Mothers of Mobile Internet.
Picture source: Photo by Mudit Agarwal on Unsplash.

All these AI developments have been very impressive so far. Let’s discuss what’s missing to be fully capable of tapping into the potential of AI in our society.

  • First of all, the AI market is fragmented. Even in the scope of one company (even though we’re talking of a pretty big one), after a new technology has been detected, you can find over 20 places where it has been developed and applied. This is simply a human nature, and is much closer to behavioural science than computer science. However, all these numerous deployments will still facilitate the overall progress, and eventually we will converge on one (or a couple of) winning solutions, just like the hyperscalers of the world today.
  • Secondly, this technology is not being developed according to standards (which we, telecom people, normally love so much because in telecoms standards mean scale). In AI, however, the pace of development is much higher than in telecom industry, and forcing any AI developer to comply to standards will simply hinder innovation. 
  • Another gap – and after this you’re free to call me Captain Obvious – is Observability. We’ve been living with this gap way too long and, to be honest, it caused me some gray hair. Here we’re facing a digital divide, but not talking about consumers but rather industries. See, a “youngster company” on the market would be a digital native, and would hopefully architect all its processes and products accordingly from scratch. This means that it would probably be able to read out any data from the products and services in the field where matters to be able to improve. When you instead look at a 100+ years old company, then the processes, mindset and the culture will need to be redesigned according to the digital native principles, putting AI in the middle and not “on top”. 5G was the system partially observable to take advantage of AI techniques. 6G-baby is being created as an AI-native baby.
  • Further, AI trustworthiness needs to be taken seriously, and algorithms ensuring adherence to non-bias, non-discrimination and explainability principles need to be in place. 
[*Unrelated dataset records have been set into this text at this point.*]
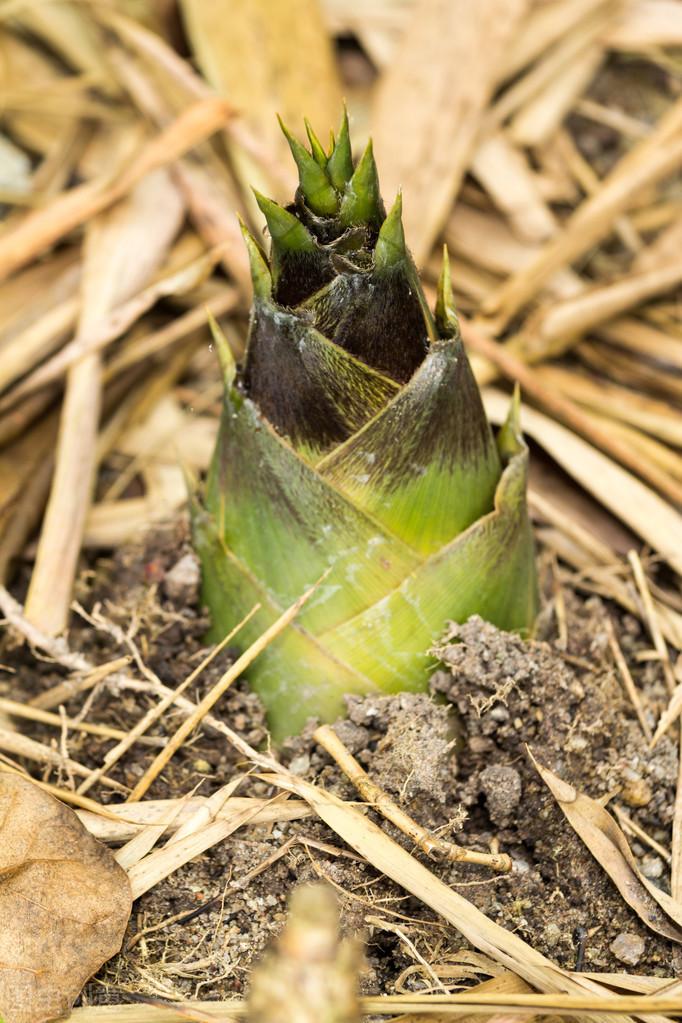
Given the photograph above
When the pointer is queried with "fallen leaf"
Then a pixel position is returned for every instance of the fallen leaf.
(64, 903)
(609, 847)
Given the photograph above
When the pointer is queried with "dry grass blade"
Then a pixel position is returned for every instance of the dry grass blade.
(630, 500)
(124, 821)
(369, 841)
(124, 248)
(263, 59)
(570, 413)
(436, 1008)
(608, 846)
(39, 230)
(655, 158)
(448, 63)
(154, 713)
(217, 692)
(162, 862)
(437, 848)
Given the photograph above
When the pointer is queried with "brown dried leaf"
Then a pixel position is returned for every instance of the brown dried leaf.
(263, 56)
(429, 103)
(64, 903)
(609, 847)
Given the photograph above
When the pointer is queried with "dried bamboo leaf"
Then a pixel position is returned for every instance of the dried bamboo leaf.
(389, 857)
(653, 159)
(506, 175)
(655, 522)
(133, 817)
(41, 229)
(430, 99)
(537, 122)
(67, 30)
(609, 847)
(647, 24)
(60, 890)
(124, 248)
(263, 56)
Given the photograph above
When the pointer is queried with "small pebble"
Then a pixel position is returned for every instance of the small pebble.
(300, 765)
(629, 948)
(636, 793)
(651, 866)
(551, 934)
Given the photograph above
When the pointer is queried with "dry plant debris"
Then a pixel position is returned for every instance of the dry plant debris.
(541, 139)
(65, 903)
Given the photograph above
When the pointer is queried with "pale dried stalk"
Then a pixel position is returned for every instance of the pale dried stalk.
(651, 618)
(649, 162)
(65, 691)
(210, 193)
(32, 713)
(155, 712)
(566, 411)
(451, 49)
(460, 1006)
(59, 545)
(544, 26)
(561, 323)
(437, 848)
(58, 650)
(628, 680)
(112, 322)
(41, 229)
(162, 862)
(219, 690)
(537, 122)
(21, 746)
(566, 51)
(627, 497)
(171, 334)
(65, 795)
(567, 524)
(630, 826)
(123, 821)
(637, 409)
(662, 651)
(586, 177)
(505, 174)
(124, 248)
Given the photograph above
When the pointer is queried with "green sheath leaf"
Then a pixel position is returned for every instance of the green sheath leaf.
(300, 265)
(318, 191)
(426, 466)
(310, 389)
(315, 145)
(339, 164)
(294, 662)
(362, 203)
(287, 525)
(489, 570)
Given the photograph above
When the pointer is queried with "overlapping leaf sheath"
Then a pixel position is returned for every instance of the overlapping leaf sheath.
(354, 442)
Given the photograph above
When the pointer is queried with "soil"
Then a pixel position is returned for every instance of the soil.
(455, 759)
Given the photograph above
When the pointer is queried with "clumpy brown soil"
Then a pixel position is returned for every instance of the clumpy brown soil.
(456, 760)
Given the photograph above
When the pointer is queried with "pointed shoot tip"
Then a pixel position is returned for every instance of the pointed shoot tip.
(286, 231)
(391, 249)
(362, 202)
(318, 191)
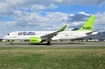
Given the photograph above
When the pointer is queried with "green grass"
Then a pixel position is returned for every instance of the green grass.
(52, 58)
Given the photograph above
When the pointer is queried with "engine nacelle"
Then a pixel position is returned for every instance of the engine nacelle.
(35, 40)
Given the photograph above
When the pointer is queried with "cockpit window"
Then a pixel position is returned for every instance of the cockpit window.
(8, 34)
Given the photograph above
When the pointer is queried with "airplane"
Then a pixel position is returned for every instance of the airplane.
(37, 37)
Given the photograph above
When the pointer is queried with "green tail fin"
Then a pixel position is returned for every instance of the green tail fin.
(88, 26)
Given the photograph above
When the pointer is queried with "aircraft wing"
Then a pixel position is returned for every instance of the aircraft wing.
(49, 36)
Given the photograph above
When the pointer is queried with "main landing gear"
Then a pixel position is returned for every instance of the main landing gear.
(48, 43)
(11, 42)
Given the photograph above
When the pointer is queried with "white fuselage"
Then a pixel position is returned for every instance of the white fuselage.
(25, 35)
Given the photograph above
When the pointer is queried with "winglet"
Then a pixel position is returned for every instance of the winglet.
(63, 28)
(88, 26)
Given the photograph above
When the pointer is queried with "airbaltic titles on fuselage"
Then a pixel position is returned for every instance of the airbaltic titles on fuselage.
(26, 33)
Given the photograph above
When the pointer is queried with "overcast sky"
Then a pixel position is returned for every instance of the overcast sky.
(17, 15)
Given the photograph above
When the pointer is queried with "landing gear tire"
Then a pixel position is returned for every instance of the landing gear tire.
(48, 43)
(11, 43)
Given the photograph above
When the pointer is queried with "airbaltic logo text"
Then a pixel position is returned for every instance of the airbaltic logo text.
(26, 33)
(87, 28)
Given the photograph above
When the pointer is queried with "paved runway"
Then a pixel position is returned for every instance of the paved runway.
(5, 44)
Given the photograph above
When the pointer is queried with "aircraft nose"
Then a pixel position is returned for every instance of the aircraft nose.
(4, 37)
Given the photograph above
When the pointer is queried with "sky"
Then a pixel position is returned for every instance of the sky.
(29, 15)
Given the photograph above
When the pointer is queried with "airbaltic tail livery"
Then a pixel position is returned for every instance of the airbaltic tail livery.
(36, 37)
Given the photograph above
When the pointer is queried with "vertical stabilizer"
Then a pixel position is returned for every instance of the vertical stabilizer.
(88, 26)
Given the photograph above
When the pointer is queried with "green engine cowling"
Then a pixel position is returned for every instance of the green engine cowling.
(35, 40)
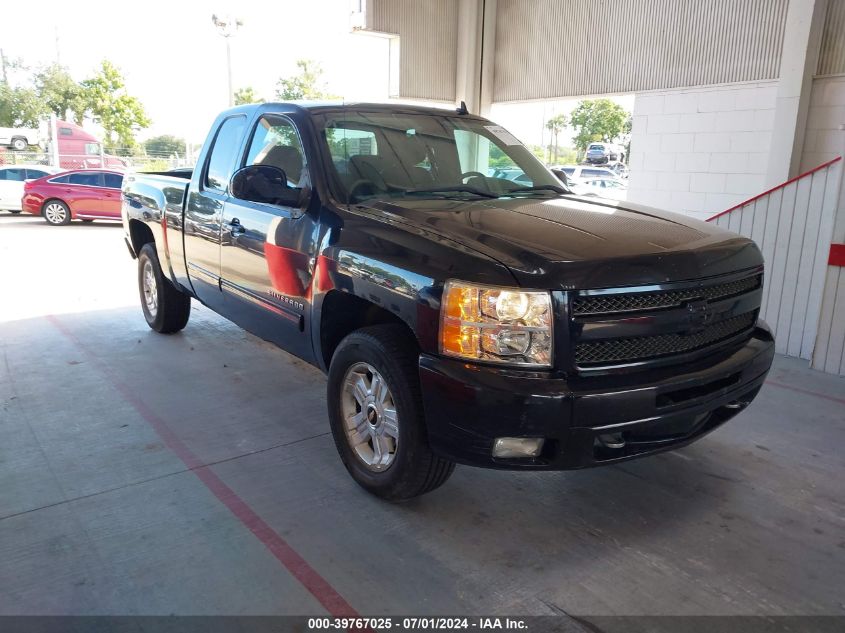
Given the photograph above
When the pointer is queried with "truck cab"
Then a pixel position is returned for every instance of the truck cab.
(460, 317)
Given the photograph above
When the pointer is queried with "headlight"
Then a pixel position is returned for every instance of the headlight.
(496, 325)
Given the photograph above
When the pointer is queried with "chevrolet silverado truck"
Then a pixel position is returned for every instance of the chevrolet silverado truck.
(460, 317)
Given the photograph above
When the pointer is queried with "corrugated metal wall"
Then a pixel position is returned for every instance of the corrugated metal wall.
(832, 54)
(793, 226)
(552, 48)
(428, 32)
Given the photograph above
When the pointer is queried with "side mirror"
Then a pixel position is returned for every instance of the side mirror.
(561, 175)
(265, 184)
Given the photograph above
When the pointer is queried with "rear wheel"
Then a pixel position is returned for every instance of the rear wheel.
(376, 415)
(165, 308)
(56, 212)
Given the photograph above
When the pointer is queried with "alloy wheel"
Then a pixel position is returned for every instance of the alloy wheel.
(150, 288)
(369, 413)
(55, 213)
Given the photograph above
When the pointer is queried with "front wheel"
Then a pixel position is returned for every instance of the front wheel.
(56, 213)
(376, 415)
(166, 309)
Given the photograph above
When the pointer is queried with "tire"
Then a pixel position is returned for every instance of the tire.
(410, 468)
(165, 308)
(56, 213)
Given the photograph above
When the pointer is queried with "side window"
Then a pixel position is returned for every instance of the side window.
(276, 143)
(86, 178)
(113, 181)
(477, 153)
(345, 143)
(223, 153)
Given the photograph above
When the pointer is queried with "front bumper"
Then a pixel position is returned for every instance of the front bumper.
(467, 406)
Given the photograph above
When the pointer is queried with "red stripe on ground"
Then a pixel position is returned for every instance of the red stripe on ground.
(299, 568)
(806, 391)
(837, 255)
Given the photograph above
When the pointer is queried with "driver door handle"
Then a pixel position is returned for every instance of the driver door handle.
(236, 227)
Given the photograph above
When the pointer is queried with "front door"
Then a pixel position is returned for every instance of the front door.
(204, 212)
(267, 252)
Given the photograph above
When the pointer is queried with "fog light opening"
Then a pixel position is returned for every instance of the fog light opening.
(612, 440)
(516, 447)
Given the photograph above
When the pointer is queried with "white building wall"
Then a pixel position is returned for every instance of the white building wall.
(701, 150)
(824, 140)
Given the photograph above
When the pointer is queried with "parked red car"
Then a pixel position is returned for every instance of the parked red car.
(86, 194)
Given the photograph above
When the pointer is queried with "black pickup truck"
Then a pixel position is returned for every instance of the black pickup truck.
(460, 317)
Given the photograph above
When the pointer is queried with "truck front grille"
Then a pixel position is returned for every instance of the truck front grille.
(614, 303)
(613, 328)
(643, 347)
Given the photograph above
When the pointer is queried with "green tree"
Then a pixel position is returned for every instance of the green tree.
(165, 145)
(104, 96)
(246, 95)
(59, 93)
(20, 107)
(306, 84)
(555, 125)
(598, 120)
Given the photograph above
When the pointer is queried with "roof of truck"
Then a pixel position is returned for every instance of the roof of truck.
(317, 106)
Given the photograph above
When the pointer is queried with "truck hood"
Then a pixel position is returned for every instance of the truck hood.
(575, 242)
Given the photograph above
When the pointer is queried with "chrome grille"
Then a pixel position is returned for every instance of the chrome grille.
(643, 347)
(626, 302)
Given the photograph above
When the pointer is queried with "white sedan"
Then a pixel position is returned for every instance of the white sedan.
(610, 188)
(12, 178)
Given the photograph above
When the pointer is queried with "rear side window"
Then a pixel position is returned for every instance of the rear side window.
(223, 153)
(113, 181)
(89, 179)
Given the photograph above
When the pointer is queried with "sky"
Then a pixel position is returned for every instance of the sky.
(174, 59)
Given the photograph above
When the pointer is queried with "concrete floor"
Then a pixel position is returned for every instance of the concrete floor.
(194, 474)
  • Lastly, let’s not shy away from the fact that AI is a software, and without a proper actuation its precise outputs are useless. Precise actuation is just as important for the whole system as precise observability.

    Take-aways:
  1. AI is not an icing on top of the cake. It has to be embedded in a product or a service to offer the full advantage of its capabilities to either take proactive measures or be able to react and compensate the network’s imperfections in rea-time.
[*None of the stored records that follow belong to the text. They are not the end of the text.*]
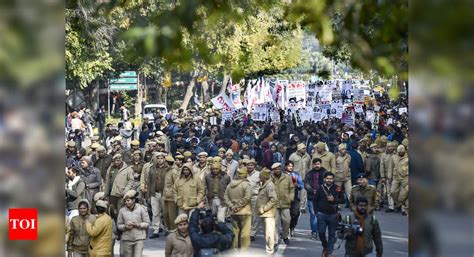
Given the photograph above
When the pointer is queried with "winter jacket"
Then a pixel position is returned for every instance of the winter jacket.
(371, 235)
(285, 191)
(267, 200)
(267, 158)
(77, 238)
(310, 184)
(103, 165)
(169, 192)
(302, 163)
(138, 215)
(179, 246)
(329, 160)
(356, 165)
(93, 180)
(321, 203)
(75, 191)
(189, 191)
(385, 159)
(254, 182)
(119, 181)
(100, 236)
(372, 166)
(343, 170)
(238, 194)
(223, 181)
(156, 175)
(201, 172)
(221, 241)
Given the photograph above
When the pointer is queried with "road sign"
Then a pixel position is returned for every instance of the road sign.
(115, 86)
(123, 81)
(128, 74)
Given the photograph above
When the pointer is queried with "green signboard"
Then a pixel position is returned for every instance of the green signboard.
(115, 86)
(123, 81)
(128, 74)
(127, 81)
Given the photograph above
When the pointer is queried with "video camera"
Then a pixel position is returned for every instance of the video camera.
(351, 228)
(203, 214)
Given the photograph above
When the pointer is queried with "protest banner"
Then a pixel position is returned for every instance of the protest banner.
(235, 96)
(402, 110)
(358, 96)
(296, 93)
(348, 118)
(358, 108)
(310, 94)
(222, 101)
(227, 114)
(240, 113)
(259, 112)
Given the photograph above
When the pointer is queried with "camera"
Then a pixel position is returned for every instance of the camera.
(203, 214)
(352, 228)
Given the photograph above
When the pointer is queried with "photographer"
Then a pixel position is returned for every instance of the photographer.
(212, 236)
(359, 239)
(325, 202)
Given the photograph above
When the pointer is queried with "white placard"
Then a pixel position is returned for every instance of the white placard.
(222, 101)
(402, 110)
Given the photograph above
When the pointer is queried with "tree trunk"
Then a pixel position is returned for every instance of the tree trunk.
(205, 91)
(160, 94)
(224, 82)
(189, 92)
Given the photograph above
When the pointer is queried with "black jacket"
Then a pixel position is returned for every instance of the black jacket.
(309, 184)
(222, 241)
(321, 203)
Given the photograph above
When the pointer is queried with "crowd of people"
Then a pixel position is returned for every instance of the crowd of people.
(187, 178)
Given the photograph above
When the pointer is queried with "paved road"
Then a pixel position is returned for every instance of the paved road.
(394, 234)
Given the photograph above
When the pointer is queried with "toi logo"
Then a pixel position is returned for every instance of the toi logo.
(23, 224)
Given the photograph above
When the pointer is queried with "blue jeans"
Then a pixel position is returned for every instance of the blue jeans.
(327, 222)
(313, 220)
(373, 182)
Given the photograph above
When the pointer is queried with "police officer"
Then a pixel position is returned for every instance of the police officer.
(370, 235)
(363, 189)
(266, 208)
(386, 174)
(237, 197)
(286, 193)
(400, 180)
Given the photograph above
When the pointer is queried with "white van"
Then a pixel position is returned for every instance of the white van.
(149, 109)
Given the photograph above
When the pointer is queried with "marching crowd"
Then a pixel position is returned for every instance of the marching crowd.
(188, 179)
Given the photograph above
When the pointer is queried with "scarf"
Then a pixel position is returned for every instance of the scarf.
(360, 239)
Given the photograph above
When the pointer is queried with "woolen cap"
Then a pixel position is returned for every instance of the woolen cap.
(181, 218)
(95, 145)
(202, 154)
(130, 194)
(321, 145)
(98, 196)
(401, 149)
(265, 173)
(242, 173)
(300, 146)
(342, 146)
(276, 165)
(101, 203)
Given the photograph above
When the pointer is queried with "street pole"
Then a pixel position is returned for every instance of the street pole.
(108, 99)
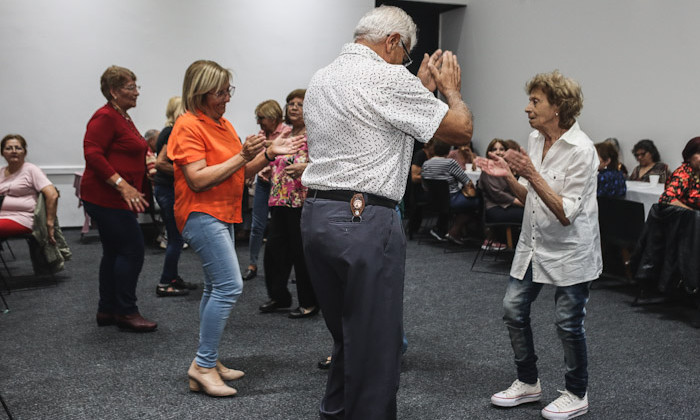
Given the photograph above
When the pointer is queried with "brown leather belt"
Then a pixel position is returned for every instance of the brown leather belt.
(346, 196)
  1. AI in telecoms needs to be able to observe what matters. We have tons of data, and most of it is not interesting. It’s when something is about to happen, we need to be able to observe it with high frequency.
  1. We need to give AI time to prove itself. In industries that have existed for over 100 years, there are some fine-tuned algorithms that are difficult to challenge. Even though the challenge is important and necessary. Still, replacing a conventional rule-based system with an AI-bases algorithm may lead to performance degradation at first. It’s like bringing a talented trainee to a workplace full of experts that have been there for a while. There is a slim change for that trainee to make an impact unless we give her time to prove herself, since AI algorithms are adaptive by nature. 
  1. AI-to-AI communication is important. Every industrial domain has its own enterprise data, and its own AI crunching this data. When we connect or stack different domains, such as, for example, intelligent transport systems domain relying on connectivity domain relying on compute infrastructure domain, we will face different AI algorithms operating within these three domains. Each of them will have its own strategy, so we better ensure collaboration between them. 
  1. Trustworthiness of AI. Trustworthiness of AI is something that needs to be there from the start so that we ensure that the algoritms, even following their best intentions, won’t lead us into unwanted situations.